Sunday, April 25, 2010

moses and monotheism

The other Moses - Maimonides
Chapter 1 in Guide to the perplexed
explains the metaphorical, or abstract, internal perception through thought rather than a literal interpretation of the Talmud.
Possibly this is where Freud came to the thought of the Jewish person's capacity to abstract, given the unknowable nature of God.
Maimonides also says that man being made in God's image is an abstract idea. He argues that only humans have the capacity for speech and thought, which is how God communicated with them. So the capacity for thought is close to Godliness, not the physical form. Also idols were not the problem, only the incorporeal concept of what they symbolised was the problem. This is the stimulus to know thyself to know God. Maybe a pantheist approach, ie God is to be found within me and all humans.
Although one cannot deny that the sun produces the light on our Earth, without which we would not be here, at least in this form, the light is possibly enlightenment, thought, knowledge, the capacity to know and transcend nature. As in I see the light or the aha moment.

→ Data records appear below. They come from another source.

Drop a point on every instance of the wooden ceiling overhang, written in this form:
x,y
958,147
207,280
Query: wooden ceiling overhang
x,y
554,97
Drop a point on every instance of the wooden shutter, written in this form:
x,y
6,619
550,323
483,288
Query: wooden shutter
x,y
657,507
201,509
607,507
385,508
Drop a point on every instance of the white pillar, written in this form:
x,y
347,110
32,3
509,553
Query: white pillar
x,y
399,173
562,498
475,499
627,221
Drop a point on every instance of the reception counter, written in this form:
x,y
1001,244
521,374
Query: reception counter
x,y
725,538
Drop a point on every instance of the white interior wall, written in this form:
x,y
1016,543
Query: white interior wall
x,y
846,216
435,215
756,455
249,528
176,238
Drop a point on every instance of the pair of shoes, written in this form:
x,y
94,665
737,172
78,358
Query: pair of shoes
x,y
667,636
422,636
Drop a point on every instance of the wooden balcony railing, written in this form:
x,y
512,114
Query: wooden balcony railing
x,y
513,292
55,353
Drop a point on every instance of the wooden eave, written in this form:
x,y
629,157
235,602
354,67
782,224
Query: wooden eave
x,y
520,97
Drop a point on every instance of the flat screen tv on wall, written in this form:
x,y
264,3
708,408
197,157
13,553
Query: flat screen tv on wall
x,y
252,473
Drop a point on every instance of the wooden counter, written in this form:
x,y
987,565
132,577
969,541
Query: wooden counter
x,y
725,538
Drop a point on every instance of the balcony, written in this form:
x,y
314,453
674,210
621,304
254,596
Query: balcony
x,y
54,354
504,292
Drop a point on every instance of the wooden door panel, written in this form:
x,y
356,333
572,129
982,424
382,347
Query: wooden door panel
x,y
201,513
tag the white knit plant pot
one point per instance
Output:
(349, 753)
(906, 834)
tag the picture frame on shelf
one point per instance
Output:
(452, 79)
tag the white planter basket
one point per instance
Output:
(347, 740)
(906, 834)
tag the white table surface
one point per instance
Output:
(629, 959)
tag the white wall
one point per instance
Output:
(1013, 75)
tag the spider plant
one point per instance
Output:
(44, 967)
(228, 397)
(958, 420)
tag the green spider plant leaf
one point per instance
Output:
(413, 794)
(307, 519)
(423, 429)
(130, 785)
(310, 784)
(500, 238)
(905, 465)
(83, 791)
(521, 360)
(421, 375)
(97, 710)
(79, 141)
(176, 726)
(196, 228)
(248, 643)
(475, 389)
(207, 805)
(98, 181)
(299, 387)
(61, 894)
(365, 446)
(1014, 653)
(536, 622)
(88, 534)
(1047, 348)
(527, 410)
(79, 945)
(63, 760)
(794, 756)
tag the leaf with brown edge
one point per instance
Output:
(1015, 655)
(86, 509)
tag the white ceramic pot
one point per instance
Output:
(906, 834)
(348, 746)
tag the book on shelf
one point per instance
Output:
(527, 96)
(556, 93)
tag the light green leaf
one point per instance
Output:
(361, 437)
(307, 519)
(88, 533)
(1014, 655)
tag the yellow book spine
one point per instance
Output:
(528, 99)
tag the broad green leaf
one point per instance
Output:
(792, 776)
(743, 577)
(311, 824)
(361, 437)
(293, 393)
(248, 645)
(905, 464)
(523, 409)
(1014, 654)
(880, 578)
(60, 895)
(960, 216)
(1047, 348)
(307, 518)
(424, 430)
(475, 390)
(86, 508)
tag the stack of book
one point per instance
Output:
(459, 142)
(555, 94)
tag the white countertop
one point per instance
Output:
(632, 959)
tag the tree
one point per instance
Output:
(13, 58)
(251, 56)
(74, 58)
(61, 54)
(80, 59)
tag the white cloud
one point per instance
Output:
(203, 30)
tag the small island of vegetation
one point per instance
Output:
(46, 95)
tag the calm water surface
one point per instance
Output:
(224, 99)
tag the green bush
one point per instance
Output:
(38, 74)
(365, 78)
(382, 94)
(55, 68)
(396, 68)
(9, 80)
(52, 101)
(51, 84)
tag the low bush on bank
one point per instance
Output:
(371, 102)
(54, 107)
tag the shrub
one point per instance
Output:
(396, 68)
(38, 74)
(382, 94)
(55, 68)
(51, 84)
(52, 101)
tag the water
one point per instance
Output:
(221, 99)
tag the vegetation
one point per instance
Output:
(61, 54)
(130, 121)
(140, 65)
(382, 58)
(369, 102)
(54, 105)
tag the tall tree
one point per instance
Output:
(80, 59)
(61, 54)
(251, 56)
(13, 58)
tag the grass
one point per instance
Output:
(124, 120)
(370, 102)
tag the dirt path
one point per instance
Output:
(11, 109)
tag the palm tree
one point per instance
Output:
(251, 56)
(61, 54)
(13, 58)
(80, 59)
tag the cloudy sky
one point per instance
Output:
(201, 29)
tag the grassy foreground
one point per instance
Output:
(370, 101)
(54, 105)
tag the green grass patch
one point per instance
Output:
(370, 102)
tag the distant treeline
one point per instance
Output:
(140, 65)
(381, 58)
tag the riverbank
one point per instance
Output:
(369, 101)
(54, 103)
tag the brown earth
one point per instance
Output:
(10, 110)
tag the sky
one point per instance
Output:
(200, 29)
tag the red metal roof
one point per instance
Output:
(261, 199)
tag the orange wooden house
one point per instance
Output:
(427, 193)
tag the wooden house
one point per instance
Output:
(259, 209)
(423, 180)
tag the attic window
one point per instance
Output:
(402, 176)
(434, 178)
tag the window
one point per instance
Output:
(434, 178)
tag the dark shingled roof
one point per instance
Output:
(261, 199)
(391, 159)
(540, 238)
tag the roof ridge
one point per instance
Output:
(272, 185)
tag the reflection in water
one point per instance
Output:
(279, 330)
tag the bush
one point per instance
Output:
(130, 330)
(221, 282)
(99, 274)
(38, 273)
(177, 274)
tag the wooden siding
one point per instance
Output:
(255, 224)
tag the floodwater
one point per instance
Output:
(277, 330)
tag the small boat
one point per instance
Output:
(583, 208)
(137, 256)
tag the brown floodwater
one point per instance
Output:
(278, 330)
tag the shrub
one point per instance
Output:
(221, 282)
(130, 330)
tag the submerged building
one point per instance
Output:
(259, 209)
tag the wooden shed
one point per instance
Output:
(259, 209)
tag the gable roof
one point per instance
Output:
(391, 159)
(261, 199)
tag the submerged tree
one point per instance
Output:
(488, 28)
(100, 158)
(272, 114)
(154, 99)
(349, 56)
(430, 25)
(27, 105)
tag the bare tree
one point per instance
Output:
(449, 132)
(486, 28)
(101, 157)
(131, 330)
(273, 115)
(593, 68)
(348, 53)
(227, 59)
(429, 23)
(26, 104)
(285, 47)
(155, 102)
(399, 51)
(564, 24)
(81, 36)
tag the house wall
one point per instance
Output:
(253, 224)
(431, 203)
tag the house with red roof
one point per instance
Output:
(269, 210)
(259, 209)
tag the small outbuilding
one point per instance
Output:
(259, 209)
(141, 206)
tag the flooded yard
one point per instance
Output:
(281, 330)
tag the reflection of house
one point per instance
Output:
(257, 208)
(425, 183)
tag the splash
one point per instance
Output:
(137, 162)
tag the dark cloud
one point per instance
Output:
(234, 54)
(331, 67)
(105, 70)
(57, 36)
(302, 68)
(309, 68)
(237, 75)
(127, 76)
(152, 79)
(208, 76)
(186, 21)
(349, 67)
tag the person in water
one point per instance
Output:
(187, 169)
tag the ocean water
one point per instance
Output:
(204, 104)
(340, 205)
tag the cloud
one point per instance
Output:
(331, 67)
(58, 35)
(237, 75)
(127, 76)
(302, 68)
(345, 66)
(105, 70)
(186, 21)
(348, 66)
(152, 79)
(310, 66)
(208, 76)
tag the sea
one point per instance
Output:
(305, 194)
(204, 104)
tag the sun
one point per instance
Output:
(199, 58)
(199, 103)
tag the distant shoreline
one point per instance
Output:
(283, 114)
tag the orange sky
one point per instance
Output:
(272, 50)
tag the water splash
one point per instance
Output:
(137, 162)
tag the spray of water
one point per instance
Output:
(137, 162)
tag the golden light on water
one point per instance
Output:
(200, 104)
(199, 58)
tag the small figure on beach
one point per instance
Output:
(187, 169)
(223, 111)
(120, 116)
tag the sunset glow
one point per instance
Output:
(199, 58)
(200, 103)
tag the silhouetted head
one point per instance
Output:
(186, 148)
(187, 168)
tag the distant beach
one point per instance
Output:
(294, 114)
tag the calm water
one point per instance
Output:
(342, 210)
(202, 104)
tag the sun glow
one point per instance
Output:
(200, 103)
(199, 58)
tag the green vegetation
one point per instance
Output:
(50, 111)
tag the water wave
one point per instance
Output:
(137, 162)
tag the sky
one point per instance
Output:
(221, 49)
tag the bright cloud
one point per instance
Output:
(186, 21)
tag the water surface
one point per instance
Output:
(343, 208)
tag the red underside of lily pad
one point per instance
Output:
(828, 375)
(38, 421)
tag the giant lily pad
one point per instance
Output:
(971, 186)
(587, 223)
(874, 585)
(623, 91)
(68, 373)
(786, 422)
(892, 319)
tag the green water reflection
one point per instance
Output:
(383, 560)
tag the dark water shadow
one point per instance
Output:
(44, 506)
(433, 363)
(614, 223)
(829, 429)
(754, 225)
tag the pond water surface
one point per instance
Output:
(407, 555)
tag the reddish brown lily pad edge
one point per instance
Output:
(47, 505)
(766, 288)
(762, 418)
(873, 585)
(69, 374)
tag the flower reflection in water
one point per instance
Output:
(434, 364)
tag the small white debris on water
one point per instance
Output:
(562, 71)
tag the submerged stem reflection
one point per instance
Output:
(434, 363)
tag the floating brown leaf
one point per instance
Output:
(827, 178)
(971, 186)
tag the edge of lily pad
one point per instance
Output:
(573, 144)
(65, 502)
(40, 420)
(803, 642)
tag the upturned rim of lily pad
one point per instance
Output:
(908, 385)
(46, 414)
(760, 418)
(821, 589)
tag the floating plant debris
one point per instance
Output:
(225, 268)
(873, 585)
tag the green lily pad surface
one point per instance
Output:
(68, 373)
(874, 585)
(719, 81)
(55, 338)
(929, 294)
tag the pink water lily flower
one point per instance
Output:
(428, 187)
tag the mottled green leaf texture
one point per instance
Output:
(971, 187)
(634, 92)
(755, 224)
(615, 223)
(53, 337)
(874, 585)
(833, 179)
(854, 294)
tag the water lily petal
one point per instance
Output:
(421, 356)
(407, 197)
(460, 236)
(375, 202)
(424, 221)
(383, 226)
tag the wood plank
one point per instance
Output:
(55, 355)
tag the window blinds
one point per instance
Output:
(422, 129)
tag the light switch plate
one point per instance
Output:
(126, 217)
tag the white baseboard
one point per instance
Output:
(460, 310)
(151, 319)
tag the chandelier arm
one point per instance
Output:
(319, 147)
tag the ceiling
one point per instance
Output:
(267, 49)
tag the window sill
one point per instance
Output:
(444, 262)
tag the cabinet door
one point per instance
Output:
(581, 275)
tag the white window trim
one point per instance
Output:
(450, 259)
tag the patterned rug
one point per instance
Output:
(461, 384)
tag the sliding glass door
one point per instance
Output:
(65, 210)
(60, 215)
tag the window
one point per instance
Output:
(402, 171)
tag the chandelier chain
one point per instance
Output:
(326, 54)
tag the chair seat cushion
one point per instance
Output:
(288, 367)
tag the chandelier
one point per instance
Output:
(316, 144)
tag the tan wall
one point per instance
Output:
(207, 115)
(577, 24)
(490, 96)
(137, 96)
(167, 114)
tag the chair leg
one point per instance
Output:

The more you introspect, the more disconnected you become with the physical world. Food becomes less important and thoughts and reflection become the food of the soul. I can attest to this. In this way, teaching people to know themselves, through psychoanalysis, which one hopes generalises to become a lifetime of self examination and reflection, is akin to Maimonides raah, hibbit and hazel and to find inner peace. In this way there is more moral understanding of good and evil, the apparent truths, rather than the necessary truths of true and false. This then leads tot he concept of Freud as the moralist. Freud however attempted to come to this learning by logical analysis, which he termed science.